Course: Math 310W, Foundation for Higher Mathematics
Class hours: MWF 2-3 pm
Classroom: Seigle 109
Instructor: Quo-Shin Chi
Office: Room 210, Cupples I
Office Hours: MW 4-6pm
Textbook: Class Notes

       We shall rigorously go through the construction of real numbers. By "rigorously" we mean we adopt the axiomatic approach to follow precise logical arguments to deduce important properties (theorems) from the chosen fundamental set-theoretic postulates (axioms), while along the way we introduce definitions to facilitate our train of thoughts. More precisely, we start with the 9 axioms of set theory to derive the Peano axioms for natural numbers to build the four operations +, -, *, / for them. We then extend from natural numbers to integers, rational numbers and finally real numbers and their corresponding operations +, -, *, / . The construction of real numbers is the most subtle of all, to which there are several approaches. To let the students be as comfortable and skillful as possible with the notion of limits that is paramount in more advanced courses, we shall adopt Georg Cantor's approach in which a real number is identified with an equivalence class of convergent Cauchy sequences of rational numbers. If we have time, we shall cover some material from elementary number theory of integers.

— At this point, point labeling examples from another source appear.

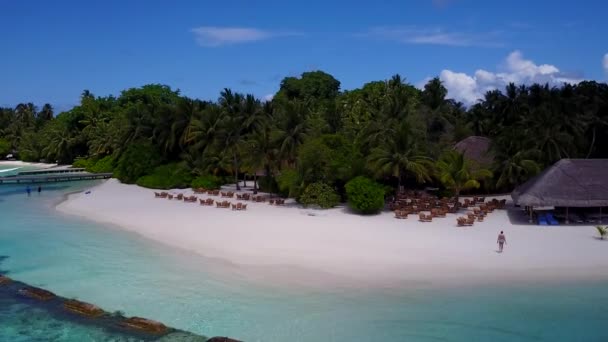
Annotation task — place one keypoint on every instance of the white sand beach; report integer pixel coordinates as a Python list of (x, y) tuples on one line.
[(19, 163), (366, 250)]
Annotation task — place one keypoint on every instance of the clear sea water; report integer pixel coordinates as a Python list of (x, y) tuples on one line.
[(118, 270)]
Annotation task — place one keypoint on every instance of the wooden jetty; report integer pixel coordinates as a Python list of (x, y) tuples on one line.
[(52, 178), (52, 170)]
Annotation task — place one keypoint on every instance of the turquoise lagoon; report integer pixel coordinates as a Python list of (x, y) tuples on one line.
[(118, 270)]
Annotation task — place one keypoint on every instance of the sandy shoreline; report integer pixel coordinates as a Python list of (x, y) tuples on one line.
[(19, 163), (376, 250)]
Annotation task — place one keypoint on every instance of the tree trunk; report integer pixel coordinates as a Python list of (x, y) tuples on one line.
[(399, 183), (236, 173), (592, 143)]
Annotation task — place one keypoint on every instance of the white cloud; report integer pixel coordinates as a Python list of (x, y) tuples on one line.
[(434, 36), (212, 36), (516, 69)]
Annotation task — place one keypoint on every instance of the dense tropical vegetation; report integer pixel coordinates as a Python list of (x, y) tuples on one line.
[(313, 137)]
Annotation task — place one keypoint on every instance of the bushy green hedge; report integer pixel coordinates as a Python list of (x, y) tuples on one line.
[(5, 148), (170, 176), (82, 163), (364, 195), (138, 160), (206, 182), (105, 164), (289, 183), (320, 194)]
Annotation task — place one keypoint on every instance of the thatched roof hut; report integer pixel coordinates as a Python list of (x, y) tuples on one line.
[(568, 183), (476, 148)]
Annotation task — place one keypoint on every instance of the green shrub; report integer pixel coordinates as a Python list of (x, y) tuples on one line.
[(206, 182), (364, 195), (82, 163), (5, 148), (170, 176), (320, 194), (289, 183), (138, 160), (103, 165)]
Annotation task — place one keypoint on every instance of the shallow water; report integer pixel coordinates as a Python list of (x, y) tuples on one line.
[(120, 271)]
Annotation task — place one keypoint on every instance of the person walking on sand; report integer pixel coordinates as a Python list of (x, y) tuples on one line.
[(501, 241)]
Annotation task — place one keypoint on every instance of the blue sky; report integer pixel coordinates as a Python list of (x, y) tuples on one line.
[(52, 50)]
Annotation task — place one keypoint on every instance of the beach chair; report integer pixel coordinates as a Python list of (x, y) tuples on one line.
[(551, 220), (463, 221), (502, 203)]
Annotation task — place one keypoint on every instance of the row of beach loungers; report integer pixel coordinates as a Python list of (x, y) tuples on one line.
[(209, 201), (438, 208)]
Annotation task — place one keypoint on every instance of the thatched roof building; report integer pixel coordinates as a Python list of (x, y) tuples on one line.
[(477, 149), (568, 183)]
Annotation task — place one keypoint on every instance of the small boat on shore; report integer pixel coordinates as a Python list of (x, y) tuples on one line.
[(82, 308), (37, 293), (144, 325)]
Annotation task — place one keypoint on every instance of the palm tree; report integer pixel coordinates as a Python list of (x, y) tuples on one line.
[(46, 113), (231, 135), (203, 131), (292, 129), (59, 143), (517, 168), (399, 156), (457, 173), (261, 153), (602, 231)]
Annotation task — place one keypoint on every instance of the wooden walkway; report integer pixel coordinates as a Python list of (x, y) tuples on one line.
[(52, 178), (52, 171)]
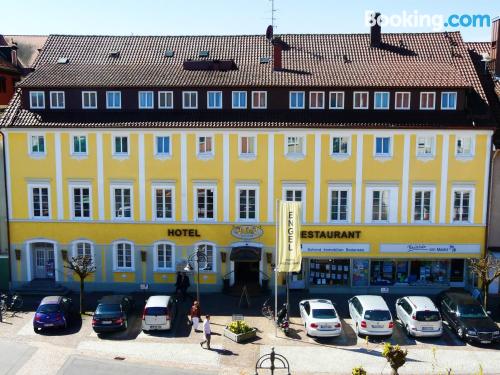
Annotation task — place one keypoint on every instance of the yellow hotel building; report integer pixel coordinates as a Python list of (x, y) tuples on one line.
[(392, 169)]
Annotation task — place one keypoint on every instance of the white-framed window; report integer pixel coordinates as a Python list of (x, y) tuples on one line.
[(39, 201), (81, 202), (83, 249), (381, 204), (382, 100), (423, 204), (113, 99), (189, 99), (120, 145), (205, 202), (123, 252), (208, 249), (295, 146), (336, 100), (79, 144), (449, 100), (164, 256), (247, 203), (383, 146), (425, 145), (296, 193), (37, 145), (89, 99), (206, 147), (402, 100), (146, 99), (259, 99), (316, 100), (214, 99), (162, 146), (462, 204), (239, 99), (340, 146), (163, 202), (57, 100), (248, 146), (122, 204), (339, 203), (427, 100), (297, 100), (361, 99), (464, 146), (37, 99), (165, 99)]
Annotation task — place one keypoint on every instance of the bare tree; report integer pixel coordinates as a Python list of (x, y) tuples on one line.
[(487, 269), (83, 266)]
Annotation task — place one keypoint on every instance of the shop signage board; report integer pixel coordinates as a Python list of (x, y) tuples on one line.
[(336, 248), (431, 248)]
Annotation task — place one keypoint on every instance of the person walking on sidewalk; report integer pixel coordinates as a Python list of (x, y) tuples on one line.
[(207, 331), (195, 315)]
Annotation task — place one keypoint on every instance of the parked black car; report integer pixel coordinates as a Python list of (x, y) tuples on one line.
[(112, 313), (53, 312), (467, 318)]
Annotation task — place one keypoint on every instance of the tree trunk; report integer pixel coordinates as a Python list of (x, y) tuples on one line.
[(82, 310)]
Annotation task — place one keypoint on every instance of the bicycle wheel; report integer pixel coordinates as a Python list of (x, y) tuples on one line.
[(17, 302)]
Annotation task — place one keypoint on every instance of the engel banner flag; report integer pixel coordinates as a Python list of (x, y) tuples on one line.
[(289, 246)]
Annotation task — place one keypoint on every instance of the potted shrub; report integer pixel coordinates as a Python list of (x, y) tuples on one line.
[(239, 331)]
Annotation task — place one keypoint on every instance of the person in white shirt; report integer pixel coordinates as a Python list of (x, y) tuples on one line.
[(207, 331)]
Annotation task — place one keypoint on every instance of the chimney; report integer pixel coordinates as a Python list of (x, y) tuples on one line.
[(376, 32), (495, 50), (277, 50), (13, 55)]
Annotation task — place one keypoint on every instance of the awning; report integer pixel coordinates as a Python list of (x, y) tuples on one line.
[(245, 254)]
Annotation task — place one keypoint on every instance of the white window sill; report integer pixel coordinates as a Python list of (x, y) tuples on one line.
[(340, 157), (295, 156), (206, 156), (248, 156), (163, 156), (38, 155)]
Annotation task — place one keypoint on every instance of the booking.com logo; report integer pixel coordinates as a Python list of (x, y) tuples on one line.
[(435, 21)]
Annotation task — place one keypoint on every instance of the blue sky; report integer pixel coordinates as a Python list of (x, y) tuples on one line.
[(194, 17)]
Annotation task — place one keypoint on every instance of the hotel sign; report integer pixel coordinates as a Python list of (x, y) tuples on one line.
[(338, 248), (431, 248), (247, 232)]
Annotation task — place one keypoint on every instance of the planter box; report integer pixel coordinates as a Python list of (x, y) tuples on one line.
[(240, 337)]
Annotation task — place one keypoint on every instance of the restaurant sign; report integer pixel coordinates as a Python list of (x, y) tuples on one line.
[(338, 248), (431, 248), (247, 232)]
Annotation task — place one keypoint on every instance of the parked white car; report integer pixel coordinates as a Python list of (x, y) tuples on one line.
[(320, 318), (371, 316), (419, 316), (159, 313)]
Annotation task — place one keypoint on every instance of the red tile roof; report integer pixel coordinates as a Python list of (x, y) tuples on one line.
[(341, 60)]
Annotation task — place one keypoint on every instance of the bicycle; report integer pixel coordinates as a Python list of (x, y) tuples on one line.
[(267, 310), (12, 303)]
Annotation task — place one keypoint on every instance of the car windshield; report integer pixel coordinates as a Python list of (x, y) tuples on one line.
[(111, 308), (472, 311), (428, 316), (47, 309), (378, 315), (324, 314)]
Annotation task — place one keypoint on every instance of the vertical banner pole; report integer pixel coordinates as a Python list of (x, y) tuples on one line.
[(276, 274)]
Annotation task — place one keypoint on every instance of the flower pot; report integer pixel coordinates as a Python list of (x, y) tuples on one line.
[(241, 337)]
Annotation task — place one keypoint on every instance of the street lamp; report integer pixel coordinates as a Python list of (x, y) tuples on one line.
[(195, 259)]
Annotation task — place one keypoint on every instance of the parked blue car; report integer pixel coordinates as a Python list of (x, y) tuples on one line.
[(53, 312)]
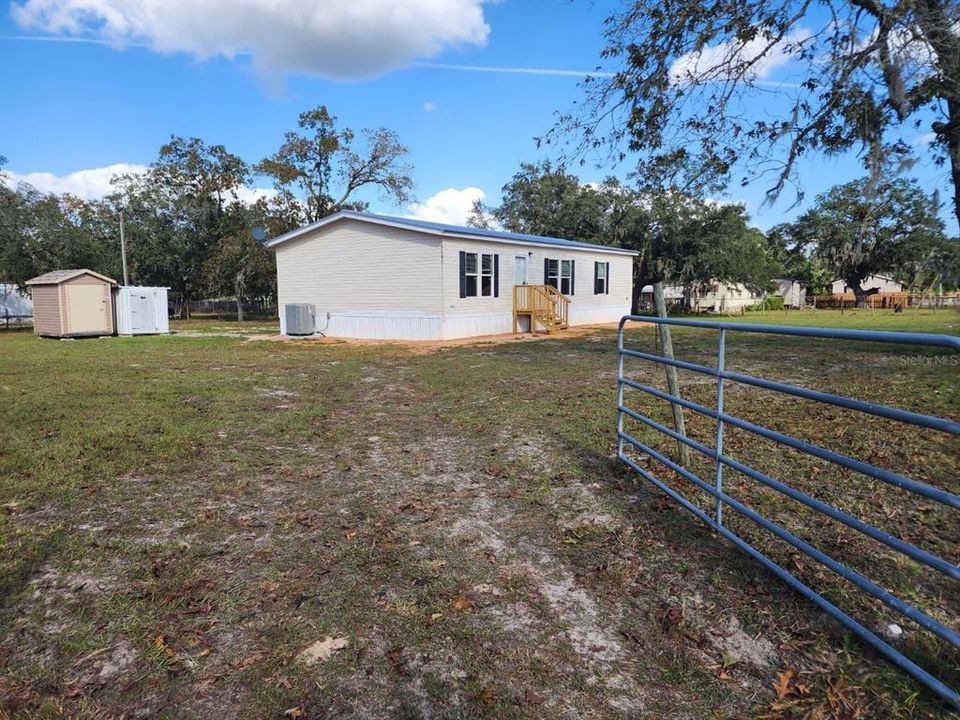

       In addition to the above material for Math 310, we will cover the basics of typing with LaTex in the first two weeks concurrently with the above course material. All your homework sets should be typeset in LaTex; moreover, we will have three essay papers, each about six pages long, such as a report on Fermat's last theorem, etc., to write (with LaTex) during the semester.  
   
      There will be homework assignments (30%), one take-home midterm exam (30%) and the take-home final exam (40%), which constitute 80% of  your overall score, whereas the essay writings will constitute the remaining 20%. Each homework assignment will be given through email on a Friday, except possibly for a couple of exceptions, and it will be due the next Friday in class, except possibly for a couple of exceptions. The three essays will be given as the semester moves on. You should check email regularly.